Electricity Bill
Managing Risks in an Era of Surging Distribution Costs
Regulators and advocates can use cost allocation and recovery guardrails to manage ratepayer risk as distribution costs rise.
As electricity demand grows and distribution spending rises, regulators and consumer advocates are increasingly being asked to evaluate not just whether grid investments are needed, but also how the risks of those investments should be managed. That means utility distribution planning increasingly needs to account for new assumptions and risk factors as utilities identify the local grid upgrades needed to serve new load, connect distributed energy resources, and maintain reliability.

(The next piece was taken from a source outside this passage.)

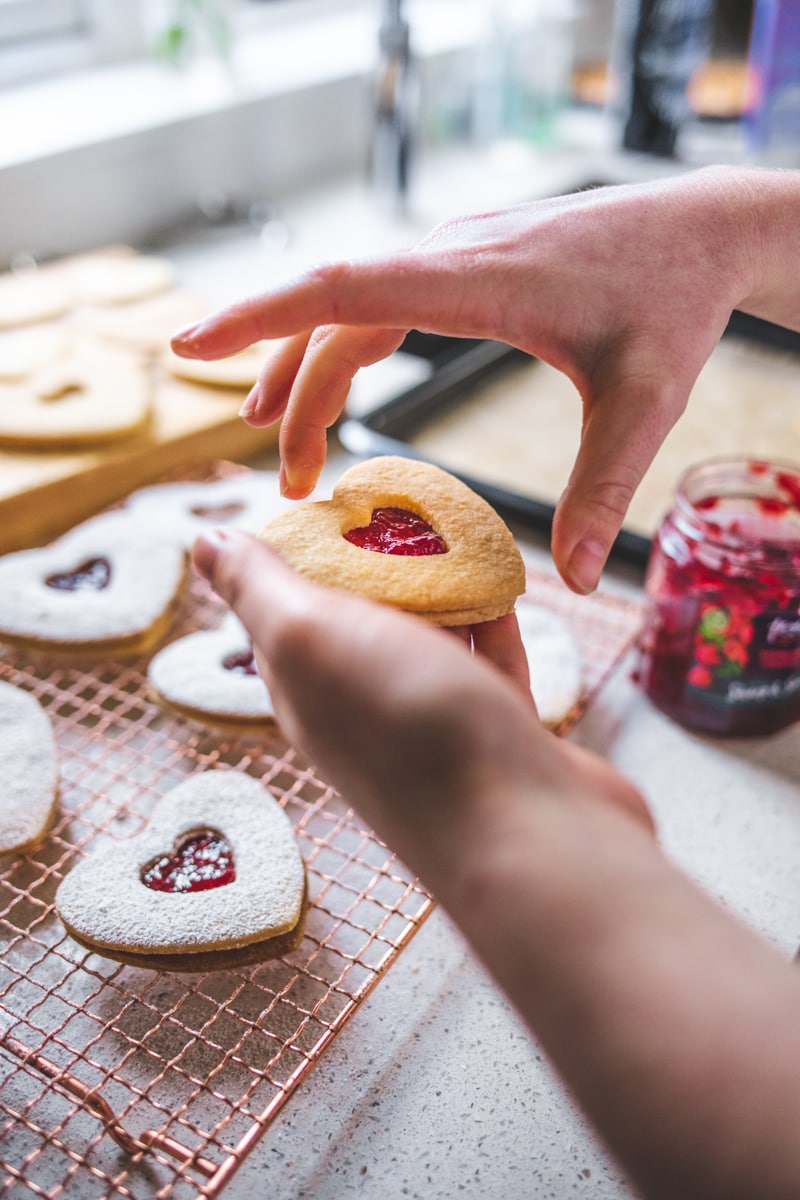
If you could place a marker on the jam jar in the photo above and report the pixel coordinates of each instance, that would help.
(720, 649)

Several overlapping trends are reshaping that task: Electrification from EVs and buildings is increasing demand quickly and unevenly; distributed energy resources (DERs), such as virtual power plants or VPPs, are making the grid more dynamic; and in the meantime, utilities are replacing aging infrastructure and spending to increase grid resilience against extreme weather. Together, these forces are driving rapid growth in distribution spending and creating a more uncertain planning environment.
This creates challenges for the existing approach to upgrading the distribution system. When the grid doesn’t have sufficient capacity, customers trying to electrify or connect DERs can face long wait times and unpredictable upgrade costs, as infrastructure upgrades can take years to plan and build. Reactive, piecemeal investments can leave other customers exposed to higher than necessary system costs without experiencing the benefits of electrification or connected DERs. A growing body of work suggests there is an alternative path: targeted proactive upgrades can improve customer timelines and, under the right conditions, reduce long-run costs. That is why states such as Minnesota, Massachusetts, and New York are already exploring proactive planning frameworks that aim to do both: enable electrifying loads and DERs and protect customers from unpredictable cost exposure.
All of these proactive approaches rely on forecasts: how much load or DER uptake will materialize, where it will show up, and when. That is where the real challenge emerges. As utilities plan for future load and DERs that are not fully realized yet, it becomes harder to draw a direct and immediate line between investments and how the costs are distributed among customers. The same upgrade can lead to very different bill impacts depending on when and where load/DERs materialize. Proactive investments can lower costs, but if mistimed or mislocated, they can leave ratepayers, especially those already energy-burdened, paying for underused assets.
This is a core challenge to managing risk: not eliminating uncertainty but rather deciding up front how much risk utilities and customers should face when reality diverges from the plan. Without clear guardrails, forecast error can translate directly into inequitable bill impacts.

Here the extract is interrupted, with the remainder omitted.